Open Access

Testicular Plasmacytoma Masking as Epididymo-orchitis in a Known Multiple Myeloma Patient

VUSQA URWAT TIL 1
ASAWA PALASH 1
FAZAL SALMAN 2
  &  
SAMHOURI YAZAN 2

1Department of Internal Medicine, Allegheny Health Network, Pittsburgh, PA, U.S.A.

2Division of Hematology and Cellular Therapy, Allegheny Health Network Cancer Institute, Pittsburgh, PA, U.S.A.

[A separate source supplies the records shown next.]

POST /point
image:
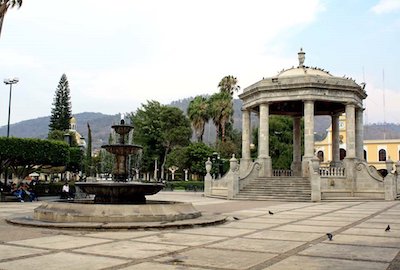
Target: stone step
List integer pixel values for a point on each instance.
(274, 198)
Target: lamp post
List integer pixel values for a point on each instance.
(9, 82)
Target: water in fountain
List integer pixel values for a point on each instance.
(121, 191)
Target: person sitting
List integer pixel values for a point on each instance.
(17, 192)
(28, 193)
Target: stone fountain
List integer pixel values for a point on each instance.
(121, 191)
(120, 204)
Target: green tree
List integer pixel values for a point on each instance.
(61, 112)
(280, 141)
(192, 157)
(228, 84)
(199, 114)
(159, 129)
(25, 156)
(89, 161)
(4, 6)
(75, 159)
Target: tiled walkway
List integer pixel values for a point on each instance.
(294, 237)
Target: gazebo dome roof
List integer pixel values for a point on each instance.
(303, 71)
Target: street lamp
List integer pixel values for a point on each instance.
(9, 82)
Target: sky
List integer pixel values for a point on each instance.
(119, 56)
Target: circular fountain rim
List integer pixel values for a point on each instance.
(190, 217)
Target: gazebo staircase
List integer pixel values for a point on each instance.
(277, 188)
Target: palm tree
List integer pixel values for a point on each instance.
(4, 5)
(198, 112)
(228, 84)
(221, 111)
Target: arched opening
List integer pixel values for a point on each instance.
(342, 153)
(382, 155)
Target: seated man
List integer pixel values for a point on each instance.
(66, 192)
(18, 192)
(30, 193)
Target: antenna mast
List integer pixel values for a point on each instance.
(384, 104)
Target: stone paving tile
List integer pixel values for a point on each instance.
(179, 238)
(60, 242)
(247, 225)
(323, 223)
(364, 240)
(282, 235)
(336, 218)
(260, 245)
(269, 220)
(306, 228)
(224, 259)
(121, 234)
(351, 215)
(378, 225)
(373, 232)
(62, 261)
(317, 263)
(244, 213)
(130, 249)
(218, 231)
(8, 252)
(159, 266)
(352, 252)
(386, 220)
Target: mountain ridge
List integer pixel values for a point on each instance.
(101, 125)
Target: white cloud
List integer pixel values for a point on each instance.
(386, 6)
(118, 56)
(377, 98)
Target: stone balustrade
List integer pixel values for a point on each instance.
(332, 172)
(282, 173)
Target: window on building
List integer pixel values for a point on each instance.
(320, 156)
(382, 155)
(342, 153)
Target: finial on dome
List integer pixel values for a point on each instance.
(301, 57)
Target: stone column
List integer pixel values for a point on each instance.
(246, 131)
(263, 142)
(296, 163)
(349, 161)
(308, 136)
(335, 141)
(360, 133)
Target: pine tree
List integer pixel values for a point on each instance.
(61, 112)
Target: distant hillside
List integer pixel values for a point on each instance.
(39, 127)
(101, 125)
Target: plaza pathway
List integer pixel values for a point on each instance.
(294, 237)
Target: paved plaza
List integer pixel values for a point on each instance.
(294, 237)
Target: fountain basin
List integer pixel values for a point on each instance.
(120, 192)
(122, 149)
(67, 212)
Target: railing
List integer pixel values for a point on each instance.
(332, 171)
(282, 173)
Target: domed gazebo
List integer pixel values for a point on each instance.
(302, 92)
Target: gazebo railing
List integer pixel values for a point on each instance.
(332, 171)
(282, 173)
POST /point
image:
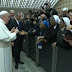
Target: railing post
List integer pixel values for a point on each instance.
(54, 59)
(37, 54)
(27, 45)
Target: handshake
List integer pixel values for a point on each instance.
(16, 30)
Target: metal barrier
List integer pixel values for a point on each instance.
(56, 59)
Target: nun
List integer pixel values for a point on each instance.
(65, 22)
(54, 22)
(64, 49)
(6, 37)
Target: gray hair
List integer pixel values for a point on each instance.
(12, 11)
(2, 13)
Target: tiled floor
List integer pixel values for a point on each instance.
(29, 66)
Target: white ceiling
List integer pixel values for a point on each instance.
(25, 3)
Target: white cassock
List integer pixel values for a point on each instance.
(5, 47)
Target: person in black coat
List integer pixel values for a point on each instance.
(16, 23)
(65, 21)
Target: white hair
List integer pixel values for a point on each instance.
(12, 11)
(57, 19)
(3, 13)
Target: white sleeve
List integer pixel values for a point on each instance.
(6, 35)
(11, 37)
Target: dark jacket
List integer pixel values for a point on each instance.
(61, 42)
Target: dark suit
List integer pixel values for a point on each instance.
(18, 41)
(61, 42)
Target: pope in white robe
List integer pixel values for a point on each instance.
(5, 45)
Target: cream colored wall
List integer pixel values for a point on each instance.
(63, 3)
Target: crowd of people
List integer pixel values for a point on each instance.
(47, 24)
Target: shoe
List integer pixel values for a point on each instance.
(21, 62)
(16, 66)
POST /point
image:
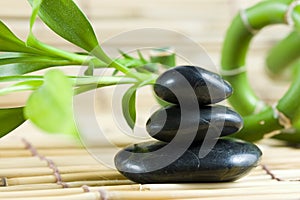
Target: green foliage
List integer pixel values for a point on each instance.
(10, 118)
(50, 107)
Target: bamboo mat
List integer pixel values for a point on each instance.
(45, 167)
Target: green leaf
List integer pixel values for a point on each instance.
(10, 119)
(35, 10)
(22, 86)
(21, 63)
(50, 107)
(11, 43)
(20, 78)
(67, 20)
(128, 106)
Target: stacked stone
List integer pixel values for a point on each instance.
(190, 131)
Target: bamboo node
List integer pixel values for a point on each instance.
(246, 22)
(282, 118)
(103, 194)
(233, 72)
(260, 105)
(50, 163)
(85, 188)
(288, 15)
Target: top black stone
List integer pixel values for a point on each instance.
(187, 84)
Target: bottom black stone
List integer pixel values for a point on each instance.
(160, 162)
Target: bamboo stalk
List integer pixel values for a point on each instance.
(49, 186)
(25, 172)
(21, 162)
(103, 175)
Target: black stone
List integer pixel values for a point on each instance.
(181, 84)
(228, 160)
(210, 121)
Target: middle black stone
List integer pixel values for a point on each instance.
(217, 120)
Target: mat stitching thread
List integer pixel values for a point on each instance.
(103, 194)
(266, 169)
(50, 162)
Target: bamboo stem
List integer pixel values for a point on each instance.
(104, 175)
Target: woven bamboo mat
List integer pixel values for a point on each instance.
(45, 167)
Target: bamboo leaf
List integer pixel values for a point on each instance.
(50, 106)
(21, 63)
(128, 106)
(10, 119)
(68, 21)
(22, 86)
(9, 42)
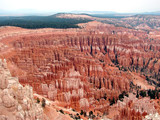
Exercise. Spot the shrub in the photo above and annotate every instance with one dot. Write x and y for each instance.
(43, 102)
(38, 100)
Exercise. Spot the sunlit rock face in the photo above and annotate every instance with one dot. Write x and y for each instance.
(82, 68)
(16, 101)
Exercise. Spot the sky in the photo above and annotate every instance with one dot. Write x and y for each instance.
(121, 6)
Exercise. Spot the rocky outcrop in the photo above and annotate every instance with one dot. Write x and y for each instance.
(16, 101)
(83, 68)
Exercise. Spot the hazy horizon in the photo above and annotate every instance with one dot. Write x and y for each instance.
(21, 7)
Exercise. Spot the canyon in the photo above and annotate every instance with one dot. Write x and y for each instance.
(86, 68)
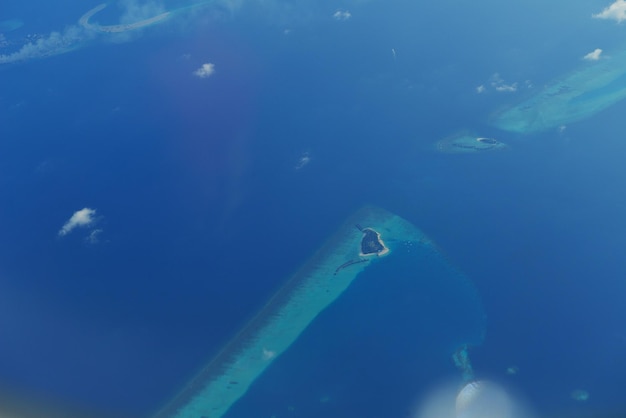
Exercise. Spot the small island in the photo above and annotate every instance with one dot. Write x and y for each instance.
(371, 243)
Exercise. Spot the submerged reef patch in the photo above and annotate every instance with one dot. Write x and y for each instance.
(466, 143)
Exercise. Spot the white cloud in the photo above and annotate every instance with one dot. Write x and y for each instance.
(54, 44)
(134, 11)
(205, 71)
(81, 218)
(594, 55)
(616, 11)
(342, 15)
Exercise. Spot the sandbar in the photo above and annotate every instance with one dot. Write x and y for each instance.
(84, 21)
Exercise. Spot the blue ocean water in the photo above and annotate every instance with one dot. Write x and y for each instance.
(210, 192)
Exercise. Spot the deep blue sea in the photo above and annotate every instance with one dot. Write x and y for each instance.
(204, 194)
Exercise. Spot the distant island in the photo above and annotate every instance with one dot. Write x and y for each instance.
(371, 243)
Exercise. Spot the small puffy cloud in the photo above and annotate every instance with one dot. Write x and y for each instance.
(594, 55)
(81, 218)
(205, 71)
(616, 11)
(342, 15)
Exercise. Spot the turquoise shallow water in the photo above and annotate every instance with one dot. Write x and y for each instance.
(210, 192)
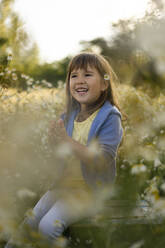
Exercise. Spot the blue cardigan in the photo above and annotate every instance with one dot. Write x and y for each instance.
(107, 128)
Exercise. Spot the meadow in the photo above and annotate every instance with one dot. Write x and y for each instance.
(29, 167)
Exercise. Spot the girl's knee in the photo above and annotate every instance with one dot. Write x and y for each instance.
(51, 230)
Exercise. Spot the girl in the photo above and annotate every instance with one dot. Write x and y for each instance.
(92, 119)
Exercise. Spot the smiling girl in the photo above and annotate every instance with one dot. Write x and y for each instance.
(92, 117)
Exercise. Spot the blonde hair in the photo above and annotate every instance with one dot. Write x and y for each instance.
(82, 61)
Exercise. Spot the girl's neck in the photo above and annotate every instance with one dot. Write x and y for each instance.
(86, 111)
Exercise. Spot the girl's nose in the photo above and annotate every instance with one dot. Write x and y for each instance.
(81, 79)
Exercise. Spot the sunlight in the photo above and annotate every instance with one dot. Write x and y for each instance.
(58, 26)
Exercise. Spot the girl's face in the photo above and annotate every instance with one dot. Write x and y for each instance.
(86, 86)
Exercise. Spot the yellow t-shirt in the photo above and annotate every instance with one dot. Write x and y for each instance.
(73, 174)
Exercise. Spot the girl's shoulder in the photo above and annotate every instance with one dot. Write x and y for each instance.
(108, 109)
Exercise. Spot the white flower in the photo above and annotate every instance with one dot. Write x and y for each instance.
(14, 76)
(25, 193)
(138, 168)
(137, 244)
(157, 162)
(106, 77)
(163, 187)
(9, 57)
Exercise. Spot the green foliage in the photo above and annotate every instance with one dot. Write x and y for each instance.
(136, 51)
(26, 155)
(15, 41)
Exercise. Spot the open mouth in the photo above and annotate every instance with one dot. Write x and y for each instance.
(81, 90)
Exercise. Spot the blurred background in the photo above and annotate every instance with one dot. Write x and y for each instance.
(37, 40)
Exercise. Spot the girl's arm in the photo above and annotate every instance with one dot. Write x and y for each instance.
(58, 134)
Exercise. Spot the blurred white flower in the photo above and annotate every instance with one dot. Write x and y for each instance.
(14, 76)
(137, 244)
(163, 187)
(63, 150)
(25, 193)
(9, 57)
(61, 242)
(139, 168)
(157, 162)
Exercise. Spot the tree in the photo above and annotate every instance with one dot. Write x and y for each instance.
(14, 40)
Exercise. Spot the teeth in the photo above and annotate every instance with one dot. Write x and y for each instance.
(81, 90)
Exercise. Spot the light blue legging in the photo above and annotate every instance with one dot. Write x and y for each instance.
(52, 217)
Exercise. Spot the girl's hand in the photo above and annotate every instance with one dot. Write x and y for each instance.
(57, 132)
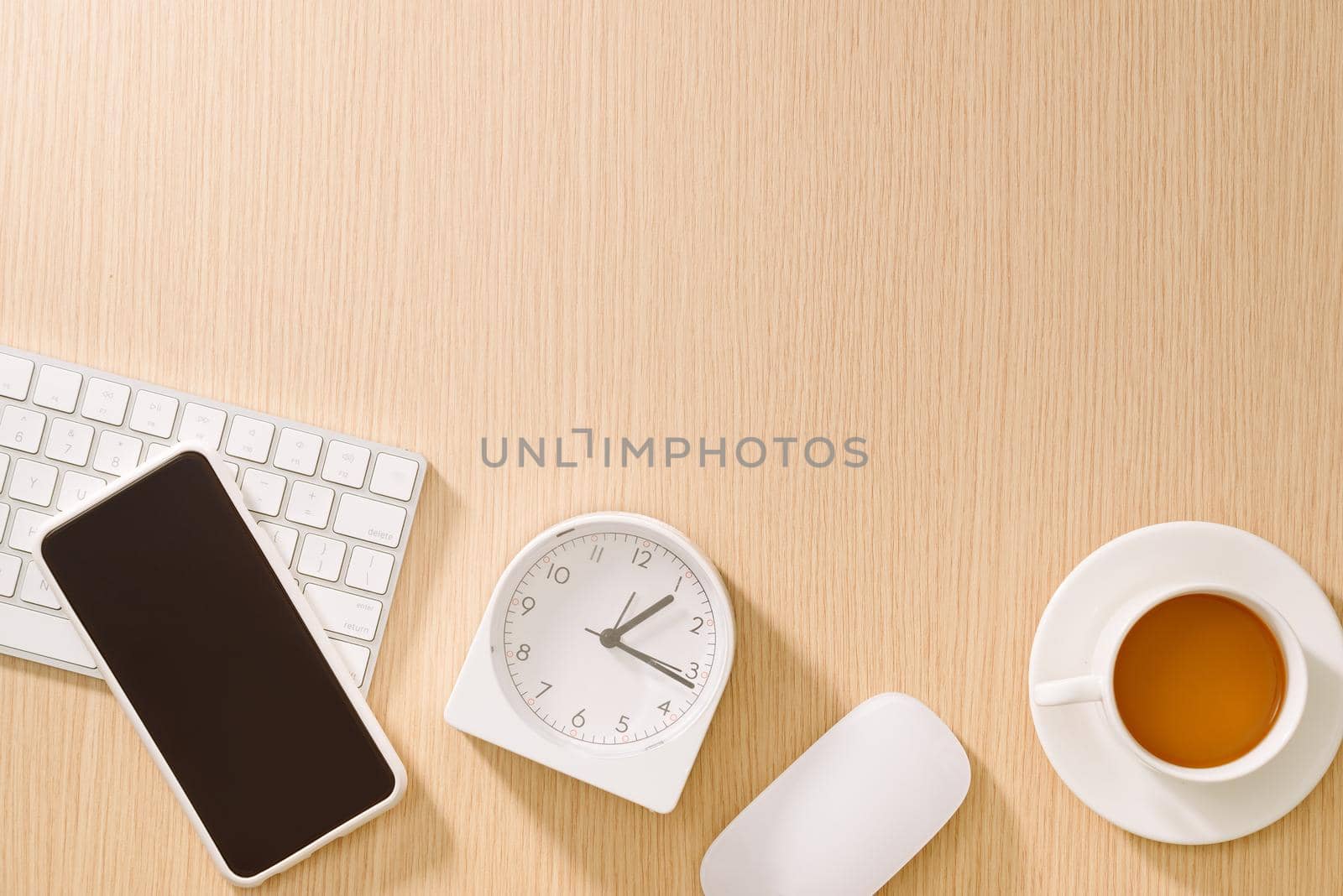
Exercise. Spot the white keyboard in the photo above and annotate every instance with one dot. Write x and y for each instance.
(337, 508)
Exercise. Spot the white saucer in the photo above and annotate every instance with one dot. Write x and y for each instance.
(1096, 765)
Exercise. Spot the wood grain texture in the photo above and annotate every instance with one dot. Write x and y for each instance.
(1069, 270)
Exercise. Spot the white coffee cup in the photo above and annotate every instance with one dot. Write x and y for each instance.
(1099, 685)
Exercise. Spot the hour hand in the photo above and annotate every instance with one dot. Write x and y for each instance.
(644, 615)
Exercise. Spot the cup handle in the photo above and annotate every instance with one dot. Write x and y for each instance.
(1084, 688)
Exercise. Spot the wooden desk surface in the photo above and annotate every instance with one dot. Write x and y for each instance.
(1069, 273)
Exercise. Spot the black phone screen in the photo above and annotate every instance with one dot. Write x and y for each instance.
(206, 644)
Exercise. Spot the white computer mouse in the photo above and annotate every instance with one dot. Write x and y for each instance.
(850, 812)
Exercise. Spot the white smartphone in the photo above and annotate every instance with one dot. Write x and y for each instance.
(221, 664)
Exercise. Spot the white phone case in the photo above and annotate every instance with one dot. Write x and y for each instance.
(315, 628)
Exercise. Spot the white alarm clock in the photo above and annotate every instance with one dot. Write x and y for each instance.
(604, 655)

Cancer Diagnosis & Prognosis Sep-Oct; 2(5): 549-552 DOI: 10.21873/cdp.10140
Received 29 May 2022 | Revised 03 December 2024 | Accepted 30 June 2022
Corresponding author
Urwat Til Vusqa, Allegheny Health Network, Department of Internal Medicine, 320 E North Ave, Pittsburgh, PA 15212, USA. Tel: +1 4129838633, Fax: +1 4123598439 vusqa.urwat@ahn.org

Abstract

Background/Aim: Extramedullary plasmacytoma (EMP) is defined as a localized plasma cell neoplasm that arises in tissues other than the bone. The most common sites of involvement of EMP are the upper airways followed by lymph nodes, gastrointestinal tract, thyroid gland, skin, brain, liver, and lungs. Testicular plasmacytoma has a very rare occurrence with about 70 cases reported in literature to date. Case Report: We describe a 52-year-old-male with a diagnosis of multiple myeloma presenting with lytic lesions of the axial skeleton. He had lambda light chain restricted, R-ISS stage II with high risk cytogenetics as he tested positive for t(4;14). He underwent four cycles of cyclophosphamide, bortezomib and dexamethasone followed by auto-peripheral stem cell transplantation. He was kept on ixazomib, lenalidomide and dexamethasone maintenance therapy, but relapsed soon after and was diagnosed with plasmacytoma of the left lung. Therapy was switched to daratumumab, carfilzomib and dexamethasone and the patient received radiation of his left lung. He then developed left painless testicular mass which was treated with six weeks course of antibiotics. However due to persistence of concerning features on scrotal ultrasound post-treatment, the patient underwent radical orchiectomy with pathology coming back positive for plasma cells. Conclusion: The testes serve as a sanctuary site for hematological malignancies due to the presence of the testicular-blood barrier. Hence, it is imperative to keep a high index of suspicion for testicular plasmacytoma in the right clinical context when evaluating a patient with known multiple myeloma.
Keywords: Testicular plasmacytoma, Multiple myeloma, extramedullary plasmacytoma

Multiple myeloma (MM) is defined as monoclonal neoplastic proliferation of plasma cells within the bone marrow (1,2). It accounts for 10% of all hematological malignancies and 2% of newly diagnosed cancers, with the median age of diagnosis being 66-70 years (2,3). Extramedullary disease (EMD) is seen in one third of patients; 6-8% present with EMD at the time of diagnosis and an additional 10-30% in relapsed/refractory disease (2,4). These figures are much higher in autopsy studies where extra-skeletal involvement is reported to be as high as 70% (5).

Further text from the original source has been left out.